Why are you baffeld?  It's not that people are addicated to the technology, it's the technology changes.  Is there are reason you aren't driving a 50-75 year old car today?  Cars then, like today transport you at the same spped today as the did then.

The reason is the technology has changed.  Cars today produce less polution, have more functionality and are safer.

Same is true with technoloy, (computers, cell phones etc.) Is there a reason you aren't uing records or casseete tapes to listen to podcasts or music today?

But here's the real reason you should be updating your technology....  Security.  Your old technology can be used by cybercriminals to commit cyber crimes and you won't even know about it.  There are cases where the onwer of odler technology has been arrested as being a cybercriminal becuase her device was being used in a cybercrime.
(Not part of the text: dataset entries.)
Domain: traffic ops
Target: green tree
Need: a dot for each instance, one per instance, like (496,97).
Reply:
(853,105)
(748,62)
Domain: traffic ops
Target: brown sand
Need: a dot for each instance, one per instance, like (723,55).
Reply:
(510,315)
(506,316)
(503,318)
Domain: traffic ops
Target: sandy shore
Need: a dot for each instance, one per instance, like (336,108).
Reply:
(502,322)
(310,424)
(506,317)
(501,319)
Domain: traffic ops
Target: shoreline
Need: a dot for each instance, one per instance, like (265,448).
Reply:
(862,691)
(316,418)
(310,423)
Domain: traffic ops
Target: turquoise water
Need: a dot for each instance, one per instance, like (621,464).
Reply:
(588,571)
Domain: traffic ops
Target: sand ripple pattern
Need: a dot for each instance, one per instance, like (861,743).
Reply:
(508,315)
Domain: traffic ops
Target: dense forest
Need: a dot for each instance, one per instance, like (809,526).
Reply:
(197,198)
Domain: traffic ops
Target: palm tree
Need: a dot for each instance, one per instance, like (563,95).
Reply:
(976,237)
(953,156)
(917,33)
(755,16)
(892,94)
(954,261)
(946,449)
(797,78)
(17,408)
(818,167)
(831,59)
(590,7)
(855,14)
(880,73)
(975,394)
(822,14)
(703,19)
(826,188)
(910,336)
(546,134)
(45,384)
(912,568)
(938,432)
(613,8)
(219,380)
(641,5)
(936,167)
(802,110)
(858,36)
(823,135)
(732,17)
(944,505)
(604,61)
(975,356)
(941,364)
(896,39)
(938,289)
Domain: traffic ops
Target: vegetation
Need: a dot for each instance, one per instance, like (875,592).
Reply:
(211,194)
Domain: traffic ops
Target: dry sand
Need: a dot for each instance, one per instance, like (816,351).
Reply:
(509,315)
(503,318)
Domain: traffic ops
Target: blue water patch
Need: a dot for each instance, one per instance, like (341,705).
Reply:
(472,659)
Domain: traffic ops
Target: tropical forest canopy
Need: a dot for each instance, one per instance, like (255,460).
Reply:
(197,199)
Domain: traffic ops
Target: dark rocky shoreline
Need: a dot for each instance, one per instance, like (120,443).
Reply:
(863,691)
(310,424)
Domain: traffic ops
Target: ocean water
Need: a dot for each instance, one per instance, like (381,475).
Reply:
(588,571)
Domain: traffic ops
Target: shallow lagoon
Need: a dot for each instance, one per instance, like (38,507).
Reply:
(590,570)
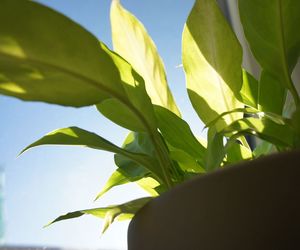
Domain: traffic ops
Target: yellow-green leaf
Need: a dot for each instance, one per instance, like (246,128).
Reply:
(212,58)
(131,41)
(110,213)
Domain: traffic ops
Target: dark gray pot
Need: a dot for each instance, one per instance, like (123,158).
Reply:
(253,205)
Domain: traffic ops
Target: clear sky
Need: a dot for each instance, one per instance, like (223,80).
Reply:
(48,181)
Because it's ridiculous to replace perfectly good equipment every few months to a year, shelling out money over and over for stuff I already paid for, turning resources into landfill at a rapid pace. Yes there is a reason I'm not driving a 50-75 year old car today, it's that I can't go out and buy one, and I can't just buy all the parts to maintain it. Also there were a few technological developments like fuel injection, disc brakes and crumple zones that really are a substantial improvement but those have been around for decades now. My daily driver is pushing up on 30 years old and I just hope I can find another one if something ever happens to it because it's so much cooler than anything new I've driven. If I could walk into a dealer and buy a brand new 80s-90s car today I absolutely would. You're absolutely right, cars today transport me just like cars did back then,  and the fuel economy of my 1990 car is nearly as good as many similar modern cars. Since you mention safety, I'll say that this car is a replacement for a slightly older model that got rear ended by a semi truck at freeway speed and I walked away from that very violent accident without a scratch, you'd have a hard time convincing me that a new car is going to do appreciably safer than that and if I wanted to drive an unsafe car (or motorcycle) then that's my choice anyway. Sure a newer car has more "functionality" if you mean bloated gadgets, gimmicks and stuff to break or get outdated but you can have all that, I want to *drive* the car, I want to shift the gears, I want to feel the road, I don't need or want a bunch of bloat and distracting toys.

I do listen to music on vinyl quite regularly, yes I also have digital music that I can play from my smartphone or stream from various gadgets around the house, I'm not an old fart, I know how to use all that stuff and the convenience is nice but vinyl still sounds great and playing a record is a different experience, not to mention digging through dusty boxes of them in thrift stores looking for something good.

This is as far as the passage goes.